Exploring $\ell_0$ Sparsification for Inference-free Sparse Retrievers
Xinjie Shen, Zhichao Geng, Yang Yang
TL;DR
This work tackles efficient inference-free sparse retrieval by proposing two $\ell_0$-inspired sparsification techniques—$\ell_0$ Mask Loss and $\ell_0$ Approximation Activation—that selectively regularize the document-side representations. By conducting BEIR out-of-domain evaluations after finetuning on MS MARCO and indexing with OpenSearch, the approach achieves state-of-the-art results among inference-free sparse retrievers and is competitive with leading Siamese sparse models.
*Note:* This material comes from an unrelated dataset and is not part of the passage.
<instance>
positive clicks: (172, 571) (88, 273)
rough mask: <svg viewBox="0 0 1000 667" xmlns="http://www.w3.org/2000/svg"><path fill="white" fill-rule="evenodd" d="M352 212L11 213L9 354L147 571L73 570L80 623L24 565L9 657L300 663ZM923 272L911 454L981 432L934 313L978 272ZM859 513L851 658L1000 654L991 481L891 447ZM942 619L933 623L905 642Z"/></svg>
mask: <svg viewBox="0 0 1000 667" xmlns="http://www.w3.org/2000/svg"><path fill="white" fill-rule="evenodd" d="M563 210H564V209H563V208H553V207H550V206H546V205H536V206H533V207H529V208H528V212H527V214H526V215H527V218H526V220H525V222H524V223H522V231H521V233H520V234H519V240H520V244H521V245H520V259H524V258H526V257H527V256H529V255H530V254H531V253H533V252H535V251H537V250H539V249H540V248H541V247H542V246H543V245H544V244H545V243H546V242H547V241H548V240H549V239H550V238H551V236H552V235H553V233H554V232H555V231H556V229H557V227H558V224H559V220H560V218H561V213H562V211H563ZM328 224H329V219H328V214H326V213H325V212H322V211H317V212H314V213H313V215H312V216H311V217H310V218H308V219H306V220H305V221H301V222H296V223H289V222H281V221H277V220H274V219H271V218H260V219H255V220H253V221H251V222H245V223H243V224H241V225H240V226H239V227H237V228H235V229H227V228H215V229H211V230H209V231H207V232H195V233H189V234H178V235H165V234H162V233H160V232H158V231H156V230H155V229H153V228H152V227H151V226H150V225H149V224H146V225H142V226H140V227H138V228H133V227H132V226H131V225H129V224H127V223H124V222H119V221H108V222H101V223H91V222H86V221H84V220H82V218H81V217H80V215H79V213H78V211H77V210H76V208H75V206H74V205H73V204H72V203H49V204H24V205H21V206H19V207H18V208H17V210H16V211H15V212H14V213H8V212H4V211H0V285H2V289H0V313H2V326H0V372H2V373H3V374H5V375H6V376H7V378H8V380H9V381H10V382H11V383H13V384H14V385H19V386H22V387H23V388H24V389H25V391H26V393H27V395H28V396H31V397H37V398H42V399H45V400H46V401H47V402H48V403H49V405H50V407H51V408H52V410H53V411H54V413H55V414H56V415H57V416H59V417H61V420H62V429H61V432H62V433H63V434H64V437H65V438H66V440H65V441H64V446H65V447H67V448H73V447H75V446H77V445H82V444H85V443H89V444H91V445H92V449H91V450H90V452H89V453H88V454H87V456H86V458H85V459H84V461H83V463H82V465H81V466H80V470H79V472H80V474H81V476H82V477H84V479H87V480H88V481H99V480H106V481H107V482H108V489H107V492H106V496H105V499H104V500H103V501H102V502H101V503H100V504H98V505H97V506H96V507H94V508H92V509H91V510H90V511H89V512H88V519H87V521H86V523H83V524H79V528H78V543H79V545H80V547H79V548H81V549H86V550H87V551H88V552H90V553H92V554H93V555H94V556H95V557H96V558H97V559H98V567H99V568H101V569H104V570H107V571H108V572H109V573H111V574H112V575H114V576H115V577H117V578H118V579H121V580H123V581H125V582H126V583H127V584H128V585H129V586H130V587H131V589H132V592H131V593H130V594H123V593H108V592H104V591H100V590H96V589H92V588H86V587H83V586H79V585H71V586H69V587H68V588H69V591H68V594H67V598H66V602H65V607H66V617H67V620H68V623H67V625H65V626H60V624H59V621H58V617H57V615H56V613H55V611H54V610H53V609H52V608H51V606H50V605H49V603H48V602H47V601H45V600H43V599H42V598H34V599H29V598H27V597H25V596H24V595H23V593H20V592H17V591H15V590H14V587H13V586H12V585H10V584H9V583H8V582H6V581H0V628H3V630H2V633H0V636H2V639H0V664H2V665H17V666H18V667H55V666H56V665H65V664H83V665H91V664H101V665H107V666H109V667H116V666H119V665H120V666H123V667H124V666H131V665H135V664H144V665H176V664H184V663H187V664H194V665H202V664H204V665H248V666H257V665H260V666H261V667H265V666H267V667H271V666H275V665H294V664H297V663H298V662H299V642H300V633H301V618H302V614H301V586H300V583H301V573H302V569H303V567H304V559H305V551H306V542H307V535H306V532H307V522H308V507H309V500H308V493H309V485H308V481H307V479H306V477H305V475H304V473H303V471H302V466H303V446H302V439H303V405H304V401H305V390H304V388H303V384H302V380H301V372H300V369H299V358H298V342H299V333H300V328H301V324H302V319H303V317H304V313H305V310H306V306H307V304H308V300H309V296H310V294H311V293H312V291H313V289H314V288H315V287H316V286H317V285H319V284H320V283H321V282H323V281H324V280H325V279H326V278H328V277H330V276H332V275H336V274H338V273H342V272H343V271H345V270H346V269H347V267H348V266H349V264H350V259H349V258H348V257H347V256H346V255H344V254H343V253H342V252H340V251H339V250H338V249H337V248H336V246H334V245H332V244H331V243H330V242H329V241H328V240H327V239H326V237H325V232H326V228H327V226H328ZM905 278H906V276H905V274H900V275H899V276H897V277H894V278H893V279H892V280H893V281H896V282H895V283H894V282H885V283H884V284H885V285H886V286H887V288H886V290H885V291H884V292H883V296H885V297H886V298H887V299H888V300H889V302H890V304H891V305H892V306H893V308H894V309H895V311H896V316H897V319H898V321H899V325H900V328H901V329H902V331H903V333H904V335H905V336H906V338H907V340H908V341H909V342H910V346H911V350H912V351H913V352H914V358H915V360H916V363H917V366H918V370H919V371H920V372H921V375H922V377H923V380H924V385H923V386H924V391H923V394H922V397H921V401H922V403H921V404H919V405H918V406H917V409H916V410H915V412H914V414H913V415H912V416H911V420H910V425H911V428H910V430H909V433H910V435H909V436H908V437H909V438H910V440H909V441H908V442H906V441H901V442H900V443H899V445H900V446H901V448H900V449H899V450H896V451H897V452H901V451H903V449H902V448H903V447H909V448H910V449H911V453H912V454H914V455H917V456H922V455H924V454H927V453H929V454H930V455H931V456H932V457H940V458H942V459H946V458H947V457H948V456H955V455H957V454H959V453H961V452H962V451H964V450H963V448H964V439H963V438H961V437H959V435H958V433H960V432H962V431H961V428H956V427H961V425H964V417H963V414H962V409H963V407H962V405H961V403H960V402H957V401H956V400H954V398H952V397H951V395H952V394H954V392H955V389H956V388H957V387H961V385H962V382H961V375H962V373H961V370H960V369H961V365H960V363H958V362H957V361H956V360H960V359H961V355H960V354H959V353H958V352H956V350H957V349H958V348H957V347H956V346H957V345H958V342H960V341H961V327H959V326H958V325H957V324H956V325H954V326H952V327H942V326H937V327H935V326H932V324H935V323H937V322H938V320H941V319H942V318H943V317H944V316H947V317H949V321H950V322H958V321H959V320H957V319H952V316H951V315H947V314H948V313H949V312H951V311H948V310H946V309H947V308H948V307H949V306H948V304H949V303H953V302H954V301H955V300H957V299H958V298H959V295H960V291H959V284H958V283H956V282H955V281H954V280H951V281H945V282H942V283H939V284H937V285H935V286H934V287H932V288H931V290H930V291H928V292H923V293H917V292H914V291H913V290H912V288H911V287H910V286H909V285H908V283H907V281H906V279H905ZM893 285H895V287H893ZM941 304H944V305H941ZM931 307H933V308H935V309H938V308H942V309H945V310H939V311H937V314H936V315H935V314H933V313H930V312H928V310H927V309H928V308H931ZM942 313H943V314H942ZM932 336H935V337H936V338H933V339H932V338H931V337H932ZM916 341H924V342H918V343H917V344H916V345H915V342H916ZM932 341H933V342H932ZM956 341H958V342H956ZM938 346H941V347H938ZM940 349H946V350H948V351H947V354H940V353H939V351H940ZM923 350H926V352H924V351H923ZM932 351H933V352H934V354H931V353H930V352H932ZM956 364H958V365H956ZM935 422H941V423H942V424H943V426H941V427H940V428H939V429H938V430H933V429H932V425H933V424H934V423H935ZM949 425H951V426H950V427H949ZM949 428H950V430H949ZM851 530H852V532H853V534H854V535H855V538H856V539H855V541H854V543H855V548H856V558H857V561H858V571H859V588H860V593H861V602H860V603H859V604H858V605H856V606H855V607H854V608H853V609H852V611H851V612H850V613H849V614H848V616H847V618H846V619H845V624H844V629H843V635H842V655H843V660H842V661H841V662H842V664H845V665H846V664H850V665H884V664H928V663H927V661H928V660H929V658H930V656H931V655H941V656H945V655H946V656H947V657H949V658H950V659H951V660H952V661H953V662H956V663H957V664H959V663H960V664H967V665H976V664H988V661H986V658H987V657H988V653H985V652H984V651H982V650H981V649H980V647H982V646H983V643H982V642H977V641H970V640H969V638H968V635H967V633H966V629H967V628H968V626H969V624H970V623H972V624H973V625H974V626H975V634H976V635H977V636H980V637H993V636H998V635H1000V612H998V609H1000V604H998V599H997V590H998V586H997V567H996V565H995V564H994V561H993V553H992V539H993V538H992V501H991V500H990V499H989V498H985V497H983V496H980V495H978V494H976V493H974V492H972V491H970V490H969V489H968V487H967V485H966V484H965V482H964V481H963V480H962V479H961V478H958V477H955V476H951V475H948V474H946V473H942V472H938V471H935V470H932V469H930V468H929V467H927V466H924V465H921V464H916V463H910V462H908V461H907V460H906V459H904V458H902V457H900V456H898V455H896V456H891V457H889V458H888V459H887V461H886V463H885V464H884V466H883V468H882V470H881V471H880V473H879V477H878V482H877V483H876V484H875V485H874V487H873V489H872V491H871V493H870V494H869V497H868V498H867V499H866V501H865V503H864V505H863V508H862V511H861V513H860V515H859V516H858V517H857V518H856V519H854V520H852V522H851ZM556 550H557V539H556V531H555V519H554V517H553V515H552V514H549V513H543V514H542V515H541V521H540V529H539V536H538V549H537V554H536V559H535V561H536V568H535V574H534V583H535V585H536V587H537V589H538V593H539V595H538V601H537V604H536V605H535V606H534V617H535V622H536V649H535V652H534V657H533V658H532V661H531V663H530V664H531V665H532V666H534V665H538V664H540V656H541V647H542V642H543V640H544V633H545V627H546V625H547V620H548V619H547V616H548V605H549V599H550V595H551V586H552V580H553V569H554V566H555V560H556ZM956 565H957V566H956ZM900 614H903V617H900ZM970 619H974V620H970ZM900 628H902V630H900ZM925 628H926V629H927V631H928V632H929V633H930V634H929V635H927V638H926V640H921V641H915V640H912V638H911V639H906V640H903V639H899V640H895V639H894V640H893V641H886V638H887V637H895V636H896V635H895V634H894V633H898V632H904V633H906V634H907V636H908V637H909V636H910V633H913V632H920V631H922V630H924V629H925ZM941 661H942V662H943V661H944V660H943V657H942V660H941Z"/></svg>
The study also analyzes the efficiency–performance trade-offs across FLOPS penalties, masking thresholds, and activation counts, offering practical guidance for real-world deployment. Overall, the methods deliver substantial efficiency gains while maintaining strong retrieval quality in a challenging, inference-free setting.
Abstract
With increasing demands for efficiency, information retrieval has developed a branch of sparse retrieval, further advancing towards inference-free retrieval where the documents are encoded during indexing time and there is no model-inference for queries. Existing sparse retrieval models rely on FLOPS regularization for sparsification, while this mechanism was originally designed for Siamese encoders, it is considered to be suboptimal in inference-free scenarios which is asymmetric. Previous attempts to adapt FLOPS for inference-free scenarios have been limited to rule-based methods, leaving the potential of sparsification approaches for inference-free retrieval models largely unexplored. In this paper, we explore $\ell_0$ inspired sparsification manner for inference-free retrievers. Through comprehensive out-of-domain evaluation on the BEIR benchmark, our method achieves state-of-the-art performance among inference-free sparse retrieval models and is comparable to leading Siamese sparse retrieval models. Furthermore, we provide insights into the trade-off between retrieval effectiveness and computational efficiency, demonstrating practical value for real-world applications.